The ban on domestic air travel, scheduled to end at the end of September, has been extended one full month as COVID-19 infections continue to soar.
Yet the grounding may last much longer; the government tends to set travel bans in one month periods, and then extend them as needed. The ban on international flights, for example, has been extended exactly one month every month since it was imposed in March.

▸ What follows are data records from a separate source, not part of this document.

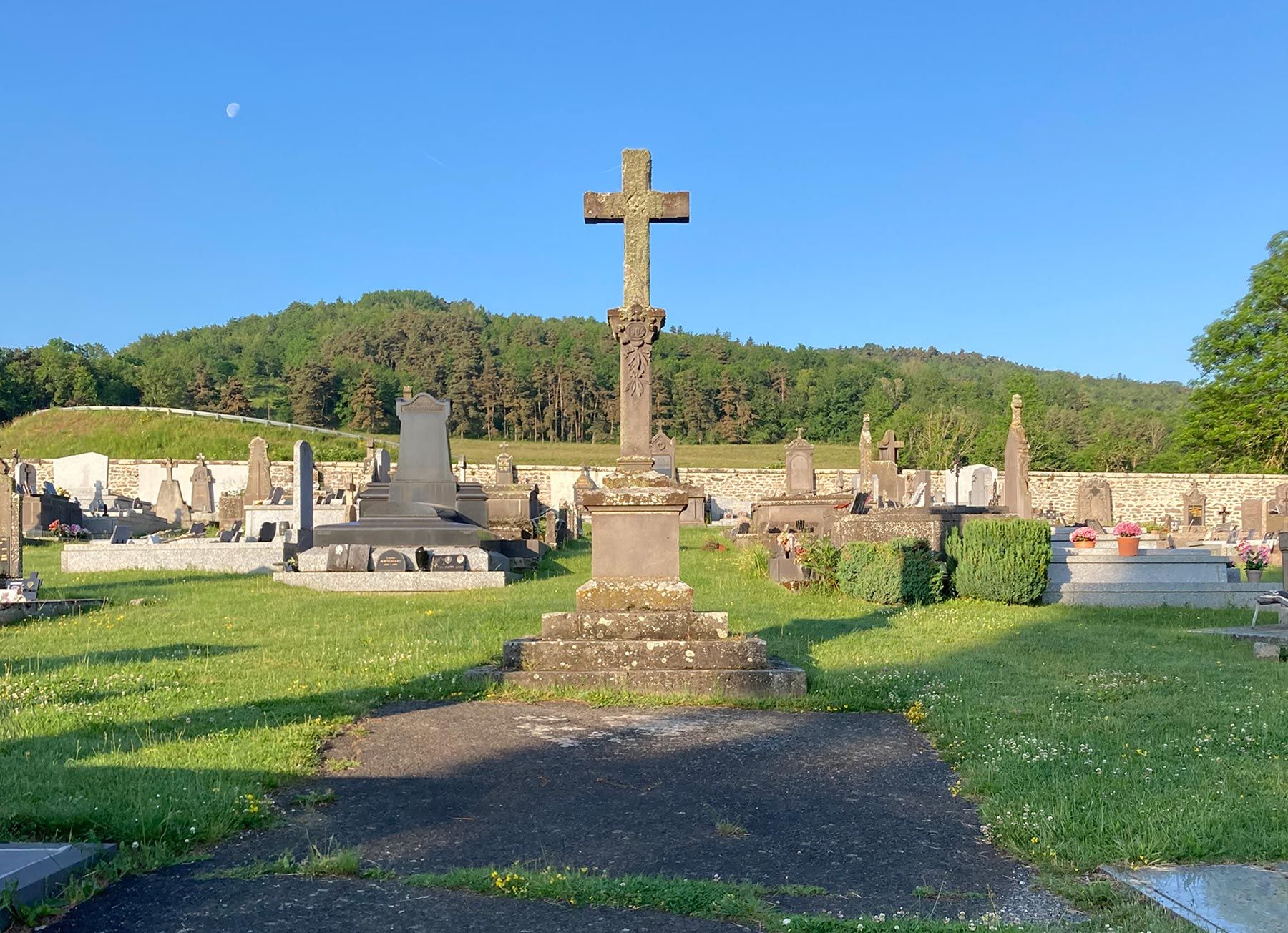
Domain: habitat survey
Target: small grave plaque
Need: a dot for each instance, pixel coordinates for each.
(457, 562)
(392, 561)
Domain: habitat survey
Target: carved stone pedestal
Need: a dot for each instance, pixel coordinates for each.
(635, 627)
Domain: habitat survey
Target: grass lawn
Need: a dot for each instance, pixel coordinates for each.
(141, 434)
(1086, 736)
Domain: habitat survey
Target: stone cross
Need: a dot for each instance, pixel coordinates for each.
(890, 447)
(637, 323)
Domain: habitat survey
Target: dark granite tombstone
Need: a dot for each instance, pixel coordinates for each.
(421, 505)
(393, 561)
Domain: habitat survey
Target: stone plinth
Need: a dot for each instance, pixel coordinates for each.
(634, 627)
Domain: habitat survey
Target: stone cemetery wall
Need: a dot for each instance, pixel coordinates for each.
(1138, 497)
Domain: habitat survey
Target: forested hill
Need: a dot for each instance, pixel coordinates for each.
(343, 363)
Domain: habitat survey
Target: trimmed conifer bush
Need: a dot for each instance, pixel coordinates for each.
(1002, 561)
(901, 571)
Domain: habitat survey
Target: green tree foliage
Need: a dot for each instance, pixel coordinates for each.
(1238, 414)
(232, 399)
(539, 379)
(1002, 561)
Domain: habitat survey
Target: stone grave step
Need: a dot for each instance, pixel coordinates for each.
(777, 680)
(731, 654)
(635, 625)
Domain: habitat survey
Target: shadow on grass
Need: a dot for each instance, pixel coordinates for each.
(795, 641)
(164, 653)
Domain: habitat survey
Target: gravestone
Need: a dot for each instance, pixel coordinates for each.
(421, 504)
(1015, 489)
(11, 524)
(864, 453)
(1194, 508)
(170, 507)
(302, 503)
(393, 561)
(1255, 514)
(800, 466)
(505, 472)
(663, 449)
(635, 590)
(203, 487)
(84, 476)
(1095, 503)
(259, 476)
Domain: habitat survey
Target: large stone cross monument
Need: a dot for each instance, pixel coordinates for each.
(635, 627)
(637, 323)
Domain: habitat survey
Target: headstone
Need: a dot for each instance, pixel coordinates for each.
(302, 503)
(380, 472)
(864, 453)
(505, 472)
(393, 561)
(170, 507)
(663, 449)
(1255, 514)
(84, 476)
(449, 562)
(800, 466)
(348, 558)
(1015, 490)
(1095, 503)
(890, 447)
(11, 526)
(27, 479)
(203, 487)
(259, 477)
(1194, 508)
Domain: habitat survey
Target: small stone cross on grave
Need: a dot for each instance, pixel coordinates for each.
(637, 323)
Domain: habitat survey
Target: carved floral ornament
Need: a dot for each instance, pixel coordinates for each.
(637, 329)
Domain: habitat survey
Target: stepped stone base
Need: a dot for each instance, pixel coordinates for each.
(635, 625)
(729, 654)
(774, 682)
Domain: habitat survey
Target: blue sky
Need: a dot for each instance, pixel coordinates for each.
(1078, 187)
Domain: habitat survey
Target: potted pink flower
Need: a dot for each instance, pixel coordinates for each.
(1255, 558)
(1083, 537)
(1128, 537)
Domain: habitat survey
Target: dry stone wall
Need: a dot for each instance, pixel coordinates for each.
(1138, 497)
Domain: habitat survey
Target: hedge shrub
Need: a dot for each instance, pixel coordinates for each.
(1004, 561)
(901, 571)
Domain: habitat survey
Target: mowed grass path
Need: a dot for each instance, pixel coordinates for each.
(1088, 736)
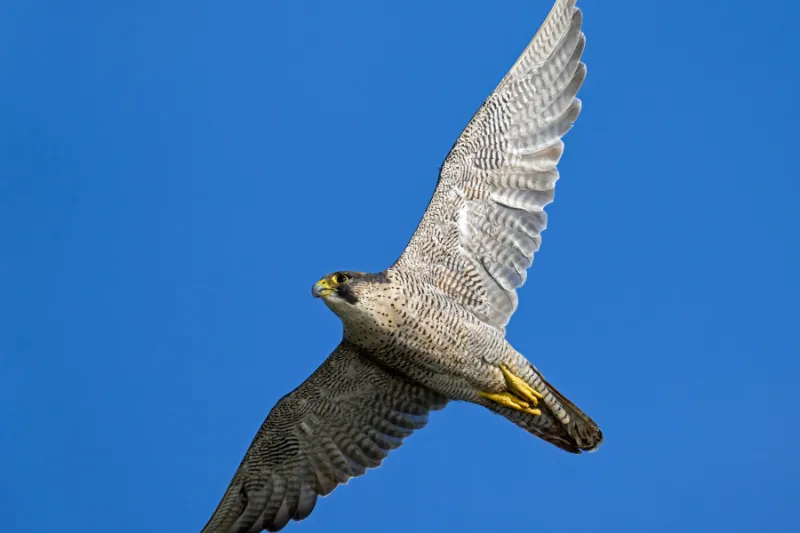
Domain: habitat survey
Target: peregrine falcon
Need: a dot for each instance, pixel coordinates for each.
(431, 328)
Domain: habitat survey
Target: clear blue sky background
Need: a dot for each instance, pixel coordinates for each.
(174, 176)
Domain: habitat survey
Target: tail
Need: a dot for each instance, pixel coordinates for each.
(561, 422)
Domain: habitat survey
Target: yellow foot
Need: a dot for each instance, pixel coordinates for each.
(520, 388)
(520, 396)
(507, 399)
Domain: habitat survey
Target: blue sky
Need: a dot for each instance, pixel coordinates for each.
(174, 176)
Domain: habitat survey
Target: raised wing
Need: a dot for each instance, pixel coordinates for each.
(484, 222)
(342, 420)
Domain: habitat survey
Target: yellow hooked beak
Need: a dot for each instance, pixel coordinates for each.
(321, 289)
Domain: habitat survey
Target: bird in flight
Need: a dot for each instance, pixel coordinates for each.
(431, 328)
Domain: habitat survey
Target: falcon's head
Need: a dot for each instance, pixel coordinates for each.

This ban on domestic flights has serious implications for Myanmar tourism, which has suffered since the earliest days of the pandemic. The country has resigned itself to a long-term ban on most international flights, allowing only limited emergency flights in and out. Yet domestic flights resumed in May, and the NLD government said bolstering in-country travel would play a key role in restoring Myanmar’s once-booming tourism and hospitality industries. Yet now the virus rages within Myanmar as well as without, and hopes of a robust domestic tourism industry have been dashed for the foreseeable future.
For aviation in particular, the COVID-19 pandemic will almost certainly be a watershed moment. The aviation industry had struggled to take off in Myanmar’s democratic era, with a number of domestic airlines, such as FMI Air, shutting down a few years after launch. Yet 2019 showed promise for the sector, with a rise in tourists, especially from China, and development of new destinations, prompting several airlines to expand their fleets and add new routes. Whether or not it can recapture this momentum will be a key question for the industry when the pandemic finally subsides.